Limited access to testing sites
Nearly all of those who told The Post they had trouble getting a test reported there were no appointments available in their area, because either sites were closed for the weekend, or they didn’t list any open slots on their websites. Two people said they couldn’t find a free site nearby, and one said she was told she couldn’t get tested if she didn’t have symptoms or a reason to believe she was exposed.
Colorado’s 10 largest counties all had at least one testing option every day of the week, though the weekend options were more likely to be urgent care facilities or other providers that charged a fee.
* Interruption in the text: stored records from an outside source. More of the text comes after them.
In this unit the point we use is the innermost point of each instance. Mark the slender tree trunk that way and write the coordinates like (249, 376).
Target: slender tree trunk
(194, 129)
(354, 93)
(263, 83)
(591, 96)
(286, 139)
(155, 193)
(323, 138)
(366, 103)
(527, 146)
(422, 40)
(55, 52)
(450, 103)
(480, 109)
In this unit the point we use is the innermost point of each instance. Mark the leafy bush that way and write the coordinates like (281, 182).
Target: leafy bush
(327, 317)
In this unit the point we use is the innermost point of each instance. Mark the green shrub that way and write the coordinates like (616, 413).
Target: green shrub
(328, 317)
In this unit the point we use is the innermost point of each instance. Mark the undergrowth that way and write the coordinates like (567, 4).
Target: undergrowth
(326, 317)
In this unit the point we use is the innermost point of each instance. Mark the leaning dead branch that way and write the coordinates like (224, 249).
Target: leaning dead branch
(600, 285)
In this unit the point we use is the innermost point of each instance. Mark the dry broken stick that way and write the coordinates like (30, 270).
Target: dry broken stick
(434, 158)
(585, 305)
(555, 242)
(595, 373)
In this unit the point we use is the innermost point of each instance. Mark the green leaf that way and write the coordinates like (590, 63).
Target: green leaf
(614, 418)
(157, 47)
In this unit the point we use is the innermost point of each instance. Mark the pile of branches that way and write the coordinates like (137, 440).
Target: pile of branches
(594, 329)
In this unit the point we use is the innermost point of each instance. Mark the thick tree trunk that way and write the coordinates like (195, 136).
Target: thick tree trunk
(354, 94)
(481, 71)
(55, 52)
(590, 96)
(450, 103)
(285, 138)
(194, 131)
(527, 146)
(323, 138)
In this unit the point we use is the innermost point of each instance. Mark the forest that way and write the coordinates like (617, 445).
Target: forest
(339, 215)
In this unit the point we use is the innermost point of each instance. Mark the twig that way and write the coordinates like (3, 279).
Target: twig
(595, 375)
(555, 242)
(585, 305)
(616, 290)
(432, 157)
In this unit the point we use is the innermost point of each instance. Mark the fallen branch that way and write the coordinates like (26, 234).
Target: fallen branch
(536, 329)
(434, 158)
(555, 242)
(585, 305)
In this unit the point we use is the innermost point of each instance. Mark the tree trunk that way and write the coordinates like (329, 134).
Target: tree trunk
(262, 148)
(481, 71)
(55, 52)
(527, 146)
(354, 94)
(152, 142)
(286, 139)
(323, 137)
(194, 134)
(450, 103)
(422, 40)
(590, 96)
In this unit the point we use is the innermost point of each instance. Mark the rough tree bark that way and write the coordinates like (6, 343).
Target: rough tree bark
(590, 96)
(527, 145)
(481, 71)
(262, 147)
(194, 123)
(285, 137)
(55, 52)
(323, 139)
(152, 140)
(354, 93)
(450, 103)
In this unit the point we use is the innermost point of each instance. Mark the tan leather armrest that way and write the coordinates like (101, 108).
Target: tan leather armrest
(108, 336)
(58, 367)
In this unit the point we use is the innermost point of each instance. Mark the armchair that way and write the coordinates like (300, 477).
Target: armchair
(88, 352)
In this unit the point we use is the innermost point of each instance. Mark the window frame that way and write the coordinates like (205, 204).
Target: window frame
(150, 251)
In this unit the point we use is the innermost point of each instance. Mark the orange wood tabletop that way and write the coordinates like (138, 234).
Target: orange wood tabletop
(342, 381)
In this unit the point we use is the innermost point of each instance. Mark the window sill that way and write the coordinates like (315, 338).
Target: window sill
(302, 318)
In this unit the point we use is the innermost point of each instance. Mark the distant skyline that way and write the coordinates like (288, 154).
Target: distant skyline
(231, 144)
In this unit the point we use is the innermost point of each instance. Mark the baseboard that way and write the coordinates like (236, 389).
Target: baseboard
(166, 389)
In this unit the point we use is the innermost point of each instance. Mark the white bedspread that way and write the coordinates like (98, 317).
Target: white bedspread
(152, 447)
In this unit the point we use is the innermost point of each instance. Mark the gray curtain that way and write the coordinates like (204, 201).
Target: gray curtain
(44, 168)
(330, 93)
About one-third of the free testing sites have at least some weekend hours.
Smaller counties generally had less access to testing, though there were some exceptions: Ouray County, with about 5,000 residents, had testing available four mornings a week, while a few counties with twice as many people didn’t have any sites listed.
Heather Ruddy, of Centennial, said the lack of weekend hours was a hurdle when her daughter developed a sore throat on a Sunday. The COVID Check sites were closed and Walgreens didn’t have any appointments available, so she went looking for a home testing kit, eventually finding one at the second store she tried. The result was negative and her daughter’s throat felt better not long afterward, so they didn’t end up needing an appointment, she said.
Ruddy said she had an easier time when she developed symptoms on a weekday, and while there was a “steady stream” of people getting tested at the Littleton Park and Walk site, plenty of appointments were available.
Still, it’s a problem to not have more testing available on the weekend, she said. She works for a construction company, and some clients want workers on their job sites to get tested every 72 hours, leaving them little choice but to go to an urgent care facility and pay for a test out-of-pocket if they plan to work Mondays.
“If you get sick Friday night, you don’t want to wait until Monday to know what you’re dealing with,” Ruddy said.
To find free testing in your area, visit covid19.colorado.gov/testing.